New sports bettors in the emerging U.S. markets will soon learn the value of getting the best number when the lose a wagers by a half point, commonly referred to as “the hook.”
With mobile apps taking on increasing importance in recent years, many major Nevada players have mobile accounts with different companies to take advantage of line differences, if possible. Some have even funded mobile accounts in person with sportsbooks in the north and the south so they can take advantage of line shading without having to journey to another part of the state. As long as they are “geo-located” in Nevada, they can bet with the outlet that gives them the line they want. Years ago, the smaller northern Nevada books even had phone accounts at the bigger Las Vegas books so they could lay off bets when wagers on the 49ers and Raiders created too much exposure to big losses.

Shading and Shopping Around: A Coming Example in the Northeast

The sports betting landscape in New Jersey and the whole Northeast Corridor is ripe for a resurgence of line shading as well as line shopping, as the various entities open up for sports betting. The lines for the New York teams will most certainly be shaded to take advantage of local fans that want to bet the local teams. However, in Atlantic City, much closer to Philadelphia, the teams from The City of Brotherly Love will have the betting lines shaded to take advantage of those fans.
Philadelphia Eagles fans may be better off betting their Super Bowl futures and win totals at the Meadowlands, near New York City, when it opens Saturday, rather than in Atlantic City. Likewise, Giants and Jets fans may get better numbers on the Boardwalk. And bettors who like the opponents of the New York Giants, New York Jets or Eagles? Go look for the lines in the hearts of those fan bases.
legal nfl betting in new jersey could make bookmaking interesting for bettors and oddsmakers
When phone and online betting opens soon in New Jersey and if you can, as expected, sign-up and fund mobile accounts without an in-person visit, serious bettors and, perhaps, the less serious, will likely open mobile accounts at every book possible and shop the lines to get the best number. Such shopping will be an important element and will make sports betting even more exciting that ever. After all, everyone loves a bargain, real or imagined.
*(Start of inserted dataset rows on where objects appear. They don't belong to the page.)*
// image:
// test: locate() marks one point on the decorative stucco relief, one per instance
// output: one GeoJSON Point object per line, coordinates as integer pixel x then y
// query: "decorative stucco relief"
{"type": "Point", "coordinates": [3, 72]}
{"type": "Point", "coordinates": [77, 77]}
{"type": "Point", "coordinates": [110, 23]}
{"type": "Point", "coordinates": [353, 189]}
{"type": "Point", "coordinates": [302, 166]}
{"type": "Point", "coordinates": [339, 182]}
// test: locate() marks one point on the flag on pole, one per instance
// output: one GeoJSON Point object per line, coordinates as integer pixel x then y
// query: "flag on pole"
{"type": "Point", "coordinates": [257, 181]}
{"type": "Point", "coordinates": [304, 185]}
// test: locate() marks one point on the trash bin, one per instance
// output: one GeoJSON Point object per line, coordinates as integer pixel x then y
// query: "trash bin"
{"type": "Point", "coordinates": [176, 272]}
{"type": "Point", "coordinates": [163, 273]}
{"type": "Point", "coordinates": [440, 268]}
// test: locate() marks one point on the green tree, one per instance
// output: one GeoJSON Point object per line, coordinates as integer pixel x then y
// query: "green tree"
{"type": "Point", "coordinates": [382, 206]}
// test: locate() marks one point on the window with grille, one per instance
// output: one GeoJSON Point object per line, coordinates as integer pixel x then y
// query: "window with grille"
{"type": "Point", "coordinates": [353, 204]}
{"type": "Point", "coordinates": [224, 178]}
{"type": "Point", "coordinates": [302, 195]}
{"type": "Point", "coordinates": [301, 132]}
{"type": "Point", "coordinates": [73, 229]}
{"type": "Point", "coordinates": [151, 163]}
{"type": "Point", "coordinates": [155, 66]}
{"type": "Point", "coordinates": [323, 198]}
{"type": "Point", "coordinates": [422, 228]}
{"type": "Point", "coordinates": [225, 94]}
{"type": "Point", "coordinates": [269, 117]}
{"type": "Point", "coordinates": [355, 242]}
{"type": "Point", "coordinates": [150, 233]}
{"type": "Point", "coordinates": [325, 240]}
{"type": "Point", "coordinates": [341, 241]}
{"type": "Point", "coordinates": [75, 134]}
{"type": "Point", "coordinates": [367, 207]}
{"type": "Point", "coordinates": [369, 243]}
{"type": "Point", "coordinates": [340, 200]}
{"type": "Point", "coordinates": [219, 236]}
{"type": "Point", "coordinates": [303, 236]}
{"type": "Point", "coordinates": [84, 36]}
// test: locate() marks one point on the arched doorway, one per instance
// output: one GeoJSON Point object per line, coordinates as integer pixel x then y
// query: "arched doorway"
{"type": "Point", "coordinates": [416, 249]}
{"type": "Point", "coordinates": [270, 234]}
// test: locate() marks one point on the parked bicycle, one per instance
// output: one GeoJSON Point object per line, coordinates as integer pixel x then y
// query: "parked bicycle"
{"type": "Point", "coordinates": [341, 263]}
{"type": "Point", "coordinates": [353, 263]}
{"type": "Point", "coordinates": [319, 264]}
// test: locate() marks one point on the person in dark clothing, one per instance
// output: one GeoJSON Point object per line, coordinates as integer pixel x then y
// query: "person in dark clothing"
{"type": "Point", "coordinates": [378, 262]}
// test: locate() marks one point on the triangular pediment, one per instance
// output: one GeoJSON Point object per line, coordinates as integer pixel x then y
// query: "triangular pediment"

Pennsylvania and New York will both (likely) enter the sports betting fray in the next 12 months. Serious players who live near the border of both states and near New Jersey are likely to have accounts in all three jurisdictions, so if the opportunity presents, they can make a short drive to access, via their mobile device, the number they like.
Whether they know it now or learn it later, bettors will soon realize how crucial getting the best number can be when it comes to fattening the wallet. Right now, with legal sports betting regimes still some time away in New York and Pennsylvania, residents will flood across the border to New Jersey to open accounts. You don’t have to be a state resident to bet in New Jersey, only physically located there to get down.
I can see cellular phone lots being built on the New Jersey side of the George Washington Bridge (GWB) or at the Garden State entrance to the Lincoln Tunnel so players can park, bet and go home. Along the New Jersey border, savvy tavern and restaurant owners will cater to these players, too. The promotion-minded Meadowlands, when it opens, may even offer to reimburse bettors for the GWB toll, now $15.00, or Lincoln Tunnel toll, now $10.50 on weekends.
Look for the smarter players to shop their number and the less experienced ones to learn quickly. As always, learning what to do and what not to do will cost money.